Angelita Biscotti Reviews TAKE CARE by Eunice Andrada

By | 8 February 2022

‘Take care,’ the book’s title and a poem by the same name, asks its intended audience, the poet’s kapwa, to look after herself. ‘Take care’ (Ingat) is a phrase Filipinos often say to each other. In this context, the poet’s kapwa need to be reminded to take care because caretaking takes up so much of a life. Andrada’s poems remind us to revisit the worth we attach to labour. Without care work and a global army of Filipino caregivers, capitalism would collapse. Maybe one reason capitalism persists is we’re mobilising the wrong people to take a break.

A theatre of cruelty – in this case, a poetics of cruelty – reduces the distance between the reader and the work’s tortuous beating heart. After page after page of eloquent verse seething about the personal impact of enduring economic and sexual exploitation, the reasons for the rage are evident.

From ‘Pipeline Polyptych’:

in war, I am
mistaken for a nurse or 
someone’s property: a
degree separated from 
death. When he discovers 
where I’m from, he asks
about the brothels in 
Angeles. Insists I must 
visit. o world, how you
shine with our spit.

to ‘Subtle Asian Traits’:

Come autumn, it’s a woman’s face that flutters
Down a decaying timeline, instead of the blue
-eyed rapist they insisted on calling a swimmer. 

to ‘On Invasion Day’:

No matter out of place
Where invasion is so everyday 
It is unremarkable. 

Nothing remains private in the eye 
Of the colonizer : the rapist : the man
Behind the rifle on the overpass. 

I resist desirability.
My sight dismantles 
What sees me. 

These brief phrases are cutting. An atonal melodic line contradicts the karaoke cover-band musicality often associated with Filipino migrants. A blunt edge that punctures the model minority myth, the way much excellent Asian-Australian writing does. No grateful flag-waving brown faces here. I imagine these poems would be read aloud with the same self-contained flatness with which one would read an obituary or judicial ruling.
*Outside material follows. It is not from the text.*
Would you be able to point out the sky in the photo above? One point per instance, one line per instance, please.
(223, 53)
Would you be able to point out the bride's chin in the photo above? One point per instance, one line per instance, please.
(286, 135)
If today’s dailies come across as histrionic, these poems appear devoid of affect, as if to say, ‘In an Internet full of fake news, these are the facts. Just the facts.’ If the facts arouse rage and despair, it is because of the seeming unchangeability of the circumstances they describe.

Sarah Ruhl writes about the over-use of the ‘arc’ in playwriting: ‘Aristotle thought form was natural, but he thought the natural form was always an arc. Do we think the arc is a natural structure because of the structure of the male orgasm?’1 What if catharsis is just a lovely world for men releasing themselves from complexity through cumming? Do women and all varieties of not-men even get to cum? What would sex – and art – be like, if it weren’t built around the assumption of a so-called natural, inevitable conclusion, such as the expectation of release? Should we pressure art to release us from what has not yet been released in history? Is art a bad bottom when it does not yield this release – or gives the appearance of yielding but with grimacing and much complaint, the ultimate resistance residing in the dull stare of the obstinate, the unpleasured, the unpossessable?

  1. I learned about this idea of Sarah Ruhl’s through reading the bio of performance-artist Taylor Mac, available on judy’s website, viewed 20 November 2021.